# RFTN Calendar Corrections



## Ted Shih (Jan 20, 2003)

I know from speaking with a number of people that that dates listed on the RFTN Event Cards are inaccurate.

If people could list corrections for their clubs here, that would be great.

For the record, the dates for the Rocky Mountain Retriever Club are correct

Ted


----------



## birdthrower51 (Aug 23, 2004)

Sorry Ted, I did not see your post, before posting the same. I deleted mine. 
Northwest Iowa Retriever club date is correct.
Glenda


----------



## drbobsd (Feb 21, 2004)

Sioux Valley Retriever Club near Sioux Falls, SD will be holding its spring Derby-Qual June 13-14. I think on card it was end of May. 

SVRC puts on good trials with adult help. If you haven't had chance to run one I think you'd be impressed.

Will be on EE soon.


----------



## Steve (Jan 4, 2003)

Since I don't subscribe I haven't gotten a card, but it looks like River King has shifted their traditional date to last week end in April and Golden Club has moved to River Kings.


----------



## Twolabsplus (Aug 29, 2004)

The Sunflower Retriever Club will have it's Spring Hunt Test
on May 2-3, 2008. The "cards" do give that date but they
also list the "old" date of April 4th and 5th and I think it indicated
it would be in Hazelton, Ks. It will be held at Cheney, Ks. See
EE for the correct time and place.


----------



## HiRollerlabs (Jun 11, 2004)

RN sends out forms each year to get our dates. I get them for the clubs where i am the hunting test secretary.

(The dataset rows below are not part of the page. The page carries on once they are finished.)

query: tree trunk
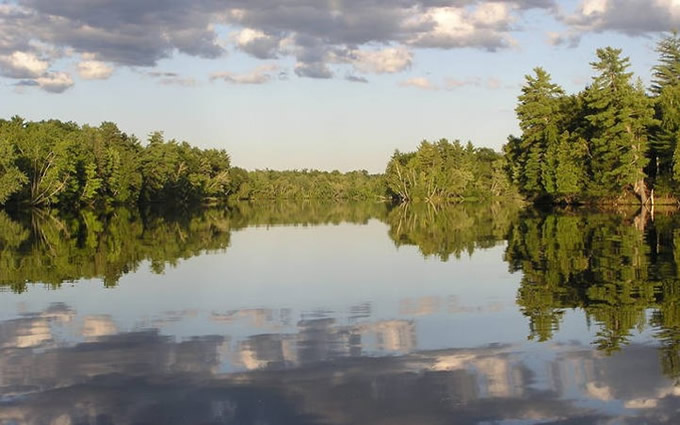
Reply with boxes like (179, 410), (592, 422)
(634, 178), (649, 206)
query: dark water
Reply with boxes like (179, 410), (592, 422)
(1, 202), (680, 424)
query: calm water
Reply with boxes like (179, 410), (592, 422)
(1, 202), (679, 424)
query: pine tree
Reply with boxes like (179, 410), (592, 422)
(515, 67), (565, 198)
(585, 47), (654, 203)
(555, 131), (587, 201)
(650, 33), (680, 191)
(651, 32), (680, 95)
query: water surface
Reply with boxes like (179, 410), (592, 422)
(0, 202), (679, 424)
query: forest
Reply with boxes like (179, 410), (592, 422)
(506, 33), (680, 205)
(0, 117), (511, 208)
(4, 33), (680, 209)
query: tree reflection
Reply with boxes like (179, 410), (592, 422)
(385, 201), (522, 260)
(0, 208), (234, 292)
(8, 201), (680, 379)
(0, 202), (390, 292)
(504, 209), (680, 375)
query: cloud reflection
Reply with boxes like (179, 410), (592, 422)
(0, 304), (679, 424)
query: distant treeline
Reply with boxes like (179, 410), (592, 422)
(0, 118), (514, 209)
(506, 33), (680, 205)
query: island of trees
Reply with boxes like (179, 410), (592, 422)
(3, 33), (680, 209)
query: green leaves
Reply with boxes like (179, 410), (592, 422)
(509, 47), (656, 204)
(0, 119), (236, 208)
(513, 68), (565, 198)
(384, 139), (511, 202)
(0, 137), (28, 205)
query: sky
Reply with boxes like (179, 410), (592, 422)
(0, 0), (677, 172)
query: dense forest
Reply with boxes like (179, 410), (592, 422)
(506, 33), (680, 205)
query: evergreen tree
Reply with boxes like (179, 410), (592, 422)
(651, 32), (680, 95)
(515, 67), (565, 197)
(585, 47), (654, 203)
(554, 131), (587, 200)
(651, 33), (680, 192)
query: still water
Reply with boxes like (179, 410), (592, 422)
(0, 202), (679, 424)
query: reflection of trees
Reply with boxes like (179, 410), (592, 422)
(0, 208), (234, 292)
(0, 201), (522, 291)
(227, 200), (390, 228)
(386, 201), (522, 260)
(505, 210), (680, 375)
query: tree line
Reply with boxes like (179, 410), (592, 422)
(0, 116), (516, 209)
(0, 118), (233, 208)
(506, 33), (680, 205)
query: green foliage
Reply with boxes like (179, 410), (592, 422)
(505, 210), (680, 359)
(230, 169), (384, 201)
(386, 201), (522, 260)
(0, 119), (233, 208)
(586, 49), (654, 199)
(384, 139), (516, 202)
(0, 127), (28, 204)
(514, 67), (564, 197)
(650, 33), (680, 193)
(508, 47), (658, 204)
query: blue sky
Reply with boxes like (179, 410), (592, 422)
(0, 0), (676, 172)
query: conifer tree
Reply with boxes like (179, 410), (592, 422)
(585, 47), (654, 203)
(515, 67), (565, 197)
(651, 33), (680, 190)
(555, 131), (587, 200)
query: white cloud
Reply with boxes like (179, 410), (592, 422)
(581, 0), (608, 16)
(474, 2), (514, 26)
(349, 47), (412, 74)
(561, 0), (680, 39)
(232, 28), (284, 59)
(407, 5), (515, 50)
(0, 51), (49, 78)
(77, 60), (113, 80)
(35, 71), (74, 93)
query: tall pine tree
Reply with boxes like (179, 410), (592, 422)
(650, 33), (680, 190)
(585, 47), (655, 203)
(515, 67), (565, 198)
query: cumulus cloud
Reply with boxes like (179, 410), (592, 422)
(77, 57), (113, 80)
(405, 4), (516, 50)
(232, 28), (285, 59)
(555, 0), (680, 44)
(0, 0), (565, 91)
(294, 62), (333, 79)
(35, 71), (74, 93)
(0, 51), (49, 78)
(211, 64), (279, 84)
(349, 47), (413, 74)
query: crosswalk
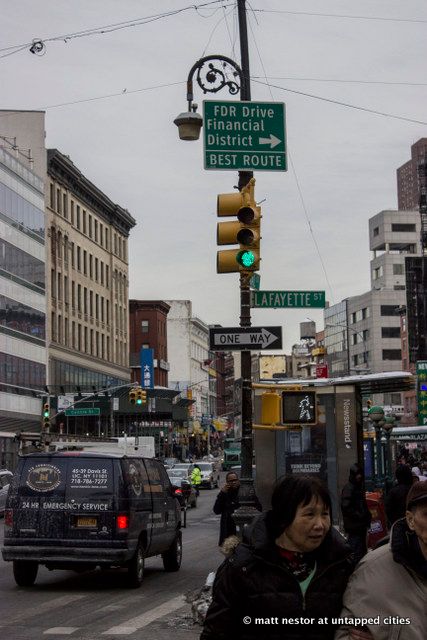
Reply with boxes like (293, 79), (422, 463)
(41, 594), (188, 636)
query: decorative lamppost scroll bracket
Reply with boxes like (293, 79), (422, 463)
(186, 55), (242, 111)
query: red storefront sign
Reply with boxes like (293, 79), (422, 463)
(316, 364), (329, 378)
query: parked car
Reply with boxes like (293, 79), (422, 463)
(2, 452), (182, 588)
(0, 470), (12, 515)
(167, 469), (197, 508)
(194, 461), (220, 489)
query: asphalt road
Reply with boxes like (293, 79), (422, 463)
(0, 483), (224, 640)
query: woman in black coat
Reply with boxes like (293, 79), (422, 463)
(202, 476), (356, 640)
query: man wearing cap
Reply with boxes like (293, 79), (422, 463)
(335, 482), (427, 639)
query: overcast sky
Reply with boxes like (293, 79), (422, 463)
(2, 0), (426, 352)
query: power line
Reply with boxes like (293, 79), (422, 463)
(252, 78), (427, 126)
(252, 75), (427, 87)
(247, 8), (335, 303)
(251, 8), (427, 24)
(0, 1), (234, 59)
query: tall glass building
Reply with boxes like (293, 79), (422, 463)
(0, 146), (46, 440)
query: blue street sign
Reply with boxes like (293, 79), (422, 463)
(140, 348), (154, 389)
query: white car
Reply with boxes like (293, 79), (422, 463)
(194, 462), (220, 489)
(0, 469), (12, 515)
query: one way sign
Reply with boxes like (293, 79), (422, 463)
(209, 326), (282, 351)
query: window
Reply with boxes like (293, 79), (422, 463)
(95, 258), (98, 282)
(391, 223), (416, 232)
(77, 284), (81, 312)
(76, 205), (81, 230)
(393, 263), (404, 275)
(56, 189), (61, 214)
(77, 246), (81, 271)
(381, 305), (398, 316)
(78, 323), (81, 350)
(94, 220), (98, 243)
(89, 254), (93, 279)
(63, 193), (68, 219)
(106, 265), (109, 287)
(373, 266), (383, 280)
(141, 320), (149, 333)
(373, 226), (379, 236)
(100, 261), (104, 285)
(382, 349), (402, 360)
(83, 210), (86, 234)
(89, 290), (93, 317)
(50, 183), (55, 209)
(72, 281), (75, 308)
(88, 215), (92, 238)
(70, 242), (74, 268)
(382, 327), (401, 338)
(95, 294), (99, 320)
(70, 200), (74, 225)
(84, 287), (88, 314)
(100, 224), (103, 247)
(83, 250), (87, 276)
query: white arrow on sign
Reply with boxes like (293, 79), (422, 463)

I wonder if the date issues are due to Event Secretaries who don't return the forms, or those who send inaccurate information, or something else.

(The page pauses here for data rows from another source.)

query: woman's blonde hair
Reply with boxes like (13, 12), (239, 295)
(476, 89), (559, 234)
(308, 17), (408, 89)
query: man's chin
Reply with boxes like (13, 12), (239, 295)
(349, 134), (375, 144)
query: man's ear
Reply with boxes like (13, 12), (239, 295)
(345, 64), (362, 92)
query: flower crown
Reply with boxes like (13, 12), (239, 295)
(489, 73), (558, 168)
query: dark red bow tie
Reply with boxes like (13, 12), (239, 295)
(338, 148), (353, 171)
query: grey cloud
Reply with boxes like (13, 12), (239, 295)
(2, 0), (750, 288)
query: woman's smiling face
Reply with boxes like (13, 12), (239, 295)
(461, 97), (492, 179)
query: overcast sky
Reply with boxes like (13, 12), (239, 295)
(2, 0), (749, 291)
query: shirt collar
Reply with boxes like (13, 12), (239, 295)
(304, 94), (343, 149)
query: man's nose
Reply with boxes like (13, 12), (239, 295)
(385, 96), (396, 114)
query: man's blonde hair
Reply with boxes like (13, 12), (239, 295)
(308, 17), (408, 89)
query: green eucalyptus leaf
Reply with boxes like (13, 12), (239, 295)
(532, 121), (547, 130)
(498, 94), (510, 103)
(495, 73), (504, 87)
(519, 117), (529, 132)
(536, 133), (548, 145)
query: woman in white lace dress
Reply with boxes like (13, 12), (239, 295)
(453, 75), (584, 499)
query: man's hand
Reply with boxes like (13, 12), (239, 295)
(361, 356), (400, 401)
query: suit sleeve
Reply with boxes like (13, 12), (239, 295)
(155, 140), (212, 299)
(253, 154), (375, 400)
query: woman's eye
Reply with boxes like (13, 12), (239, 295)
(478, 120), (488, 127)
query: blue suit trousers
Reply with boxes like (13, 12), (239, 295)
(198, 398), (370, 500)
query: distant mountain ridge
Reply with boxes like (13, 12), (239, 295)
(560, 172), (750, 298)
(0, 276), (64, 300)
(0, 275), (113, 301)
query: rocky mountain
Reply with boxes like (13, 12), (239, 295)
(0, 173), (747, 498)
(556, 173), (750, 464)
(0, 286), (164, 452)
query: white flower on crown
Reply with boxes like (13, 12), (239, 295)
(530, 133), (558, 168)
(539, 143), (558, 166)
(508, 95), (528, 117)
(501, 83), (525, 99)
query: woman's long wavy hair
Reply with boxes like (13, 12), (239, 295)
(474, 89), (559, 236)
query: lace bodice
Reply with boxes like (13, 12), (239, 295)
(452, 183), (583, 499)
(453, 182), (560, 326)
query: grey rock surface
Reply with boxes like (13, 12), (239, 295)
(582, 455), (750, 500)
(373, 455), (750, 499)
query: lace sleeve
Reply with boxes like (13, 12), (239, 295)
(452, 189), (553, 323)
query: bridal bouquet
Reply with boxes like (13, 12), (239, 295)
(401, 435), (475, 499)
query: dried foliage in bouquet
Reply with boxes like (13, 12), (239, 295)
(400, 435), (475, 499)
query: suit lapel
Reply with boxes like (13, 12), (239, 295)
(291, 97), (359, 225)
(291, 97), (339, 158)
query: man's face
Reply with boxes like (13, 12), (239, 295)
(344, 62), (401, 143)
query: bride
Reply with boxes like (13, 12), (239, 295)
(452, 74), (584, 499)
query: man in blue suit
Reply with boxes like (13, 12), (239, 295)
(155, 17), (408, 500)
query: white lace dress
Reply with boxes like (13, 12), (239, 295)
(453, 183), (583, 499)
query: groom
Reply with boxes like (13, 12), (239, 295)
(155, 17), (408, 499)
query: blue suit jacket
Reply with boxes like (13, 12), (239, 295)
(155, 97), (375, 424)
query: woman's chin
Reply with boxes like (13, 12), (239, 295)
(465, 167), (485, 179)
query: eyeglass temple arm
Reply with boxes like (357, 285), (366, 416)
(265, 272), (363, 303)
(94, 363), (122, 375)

I have not seen the RN card yet. This year Blackhawk and Madison switched dates for the fall AKC Hunting Test. Madison wanted the Labor Day weekend, and Blackhawk did not. That is the reason for the switch.

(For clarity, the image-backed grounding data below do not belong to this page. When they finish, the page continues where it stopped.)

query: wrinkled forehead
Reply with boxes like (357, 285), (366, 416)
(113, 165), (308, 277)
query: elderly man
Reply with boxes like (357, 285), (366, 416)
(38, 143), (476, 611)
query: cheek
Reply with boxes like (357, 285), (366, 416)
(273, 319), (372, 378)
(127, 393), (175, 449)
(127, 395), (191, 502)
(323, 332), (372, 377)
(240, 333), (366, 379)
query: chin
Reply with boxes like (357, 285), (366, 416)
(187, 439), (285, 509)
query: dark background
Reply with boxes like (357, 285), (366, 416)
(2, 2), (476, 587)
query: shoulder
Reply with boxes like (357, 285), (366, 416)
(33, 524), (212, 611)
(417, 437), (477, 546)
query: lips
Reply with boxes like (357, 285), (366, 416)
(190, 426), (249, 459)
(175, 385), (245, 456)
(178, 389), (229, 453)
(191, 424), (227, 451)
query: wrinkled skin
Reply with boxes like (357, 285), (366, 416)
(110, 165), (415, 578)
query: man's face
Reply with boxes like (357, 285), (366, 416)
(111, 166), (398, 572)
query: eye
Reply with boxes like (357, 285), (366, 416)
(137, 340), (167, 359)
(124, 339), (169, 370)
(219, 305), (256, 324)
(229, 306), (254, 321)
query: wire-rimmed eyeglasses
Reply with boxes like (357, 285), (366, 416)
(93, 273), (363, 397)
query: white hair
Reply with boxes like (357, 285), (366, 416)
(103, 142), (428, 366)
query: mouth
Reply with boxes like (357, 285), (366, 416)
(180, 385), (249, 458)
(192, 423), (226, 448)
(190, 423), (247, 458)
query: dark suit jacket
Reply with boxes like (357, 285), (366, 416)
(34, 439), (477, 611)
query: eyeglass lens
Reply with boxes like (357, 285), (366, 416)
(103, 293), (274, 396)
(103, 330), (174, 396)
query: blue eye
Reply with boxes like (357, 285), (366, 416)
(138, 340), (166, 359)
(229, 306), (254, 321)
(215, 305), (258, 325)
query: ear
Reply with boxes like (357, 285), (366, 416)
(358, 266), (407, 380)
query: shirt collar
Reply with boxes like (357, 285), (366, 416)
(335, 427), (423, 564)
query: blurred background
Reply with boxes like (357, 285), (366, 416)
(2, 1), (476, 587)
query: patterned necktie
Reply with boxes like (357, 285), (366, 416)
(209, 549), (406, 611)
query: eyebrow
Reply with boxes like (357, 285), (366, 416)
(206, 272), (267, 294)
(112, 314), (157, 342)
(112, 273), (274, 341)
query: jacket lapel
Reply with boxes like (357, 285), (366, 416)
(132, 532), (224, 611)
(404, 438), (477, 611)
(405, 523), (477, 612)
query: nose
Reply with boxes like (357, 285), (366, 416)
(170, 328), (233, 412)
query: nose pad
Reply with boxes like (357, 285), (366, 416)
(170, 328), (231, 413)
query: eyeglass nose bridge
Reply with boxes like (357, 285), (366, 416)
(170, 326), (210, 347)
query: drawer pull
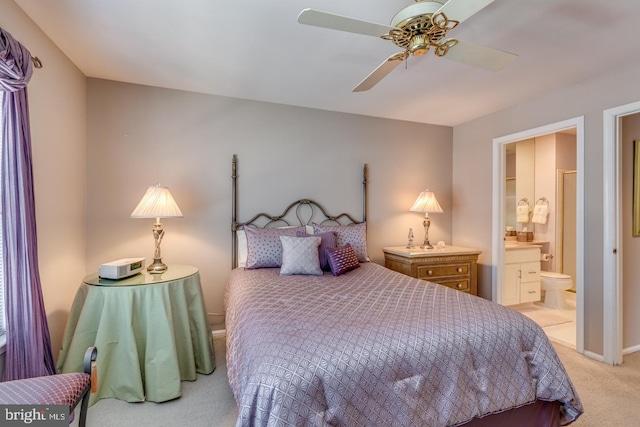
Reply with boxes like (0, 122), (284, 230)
(427, 270), (433, 275)
(528, 290), (537, 294)
(528, 270), (538, 274)
(457, 267), (463, 273)
(456, 283), (463, 289)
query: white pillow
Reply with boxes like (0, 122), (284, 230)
(279, 236), (322, 276)
(236, 229), (247, 268)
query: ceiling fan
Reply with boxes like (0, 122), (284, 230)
(297, 0), (517, 92)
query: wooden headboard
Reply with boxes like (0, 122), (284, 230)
(231, 154), (368, 268)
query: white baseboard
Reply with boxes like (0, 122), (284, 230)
(564, 290), (576, 304)
(623, 344), (640, 355)
(212, 329), (226, 339)
(583, 350), (605, 362)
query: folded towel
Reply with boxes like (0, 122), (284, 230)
(532, 204), (549, 224)
(517, 205), (530, 223)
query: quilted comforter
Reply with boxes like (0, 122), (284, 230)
(225, 262), (582, 426)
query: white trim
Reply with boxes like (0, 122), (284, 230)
(602, 101), (640, 365)
(492, 117), (585, 356)
(212, 329), (226, 339)
(584, 350), (605, 363)
(492, 140), (505, 304)
(623, 344), (640, 355)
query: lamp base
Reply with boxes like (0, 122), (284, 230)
(147, 258), (168, 274)
(421, 216), (433, 250)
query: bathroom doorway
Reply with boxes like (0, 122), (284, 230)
(492, 117), (585, 354)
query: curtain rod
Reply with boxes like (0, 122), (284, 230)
(31, 56), (43, 68)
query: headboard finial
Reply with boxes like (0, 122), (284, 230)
(363, 163), (368, 223)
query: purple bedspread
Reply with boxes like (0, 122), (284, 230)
(225, 263), (582, 426)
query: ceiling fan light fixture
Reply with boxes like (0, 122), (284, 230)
(410, 35), (430, 56)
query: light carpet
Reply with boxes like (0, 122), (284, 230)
(518, 306), (572, 328)
(72, 335), (640, 427)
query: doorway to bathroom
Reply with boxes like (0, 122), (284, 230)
(492, 117), (585, 354)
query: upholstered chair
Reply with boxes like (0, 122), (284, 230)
(0, 346), (97, 427)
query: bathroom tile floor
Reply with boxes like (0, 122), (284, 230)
(516, 302), (577, 349)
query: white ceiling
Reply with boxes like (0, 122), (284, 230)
(14, 0), (640, 126)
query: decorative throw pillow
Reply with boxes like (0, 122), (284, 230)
(279, 236), (322, 276)
(313, 223), (369, 263)
(296, 231), (337, 271)
(244, 226), (306, 269)
(326, 244), (360, 276)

In 2009, Blackhawk's AKC Hunting Test will run on the last wkend in August. Madison's will run on the first wkend in Sept.


----------



## Mark Rosenblum (Apr 19, 2008)

Ann- you pretty much have it correct. RN receives information from the clubs. If no information available, RN take a best guess based on last years calendar. . BTW, we post the calendar on: http://working-retriever.com/calendar.html 

To the extent you know of a change, we're happy to update the calendar. the calendar tab on the WRC web site includes both field trials and hunting tests.


----------



## Tim West (May 27, 2003)

Cimarron RC will move from it's date last year because of the conflict with Easter Sunday. Tentative plans are for it to move a weekend earlier, pending AKC approval.


----------



## Franco (Jun 27, 2003)

Omitted from the schedule card is;

Cajun Riviera
Open, Amateur, Q and Derby
March 20-22, 2009
Whiteville, La.
Lebeau Trial Grounds

see Entry Express for details

Does anyone really still use those cards now that we can look on line?

PS I never received anytrhing from RN inquiring about our dates for 2009 and I've been the FTS for two years.


----------



## jbthor (Feb 11, 2005)

Bemidji Minn( Mississippi Headwaters Retriever club) will be having a Derby Qualy on June 27-28 and the hunt test is scheduled for July 17-19 pending AKC approval..


----------



## Marv Baumer (Aug 4, 2003)

Red River date is 2/27 not 3/6


----------



## Lynn Moore (May 30, 2005)

I am with Franco, secretary for two clubs and never got a request. Oddly, we are listed on the card, but not in the magazine for the first one SJRC. Sagehens is listed on both.
LM


----------



## FOM (Jan 17, 2003)

Pikes Peak HT is June 6-7, 2009 and FT is July 17-19, 2009.

I do not have my cards to verify whether or not the dates are correct.

FOM


----------



## Mark Rosenblum (Apr 19, 2008)

Are Mel and Cassandra hosting a trial at Rockwall for fall 2009?


----------



## goldngirl (Nov 10, 2009)

Here's another Field trial that was just approved by the AKC...The West Allis Training kennel Club in Waukesha, WI will host a Field Trial Event (Derby & Qual) which will be the weekend of next July 10 & 11th, 2010. 

Come on out! See you next July!


----------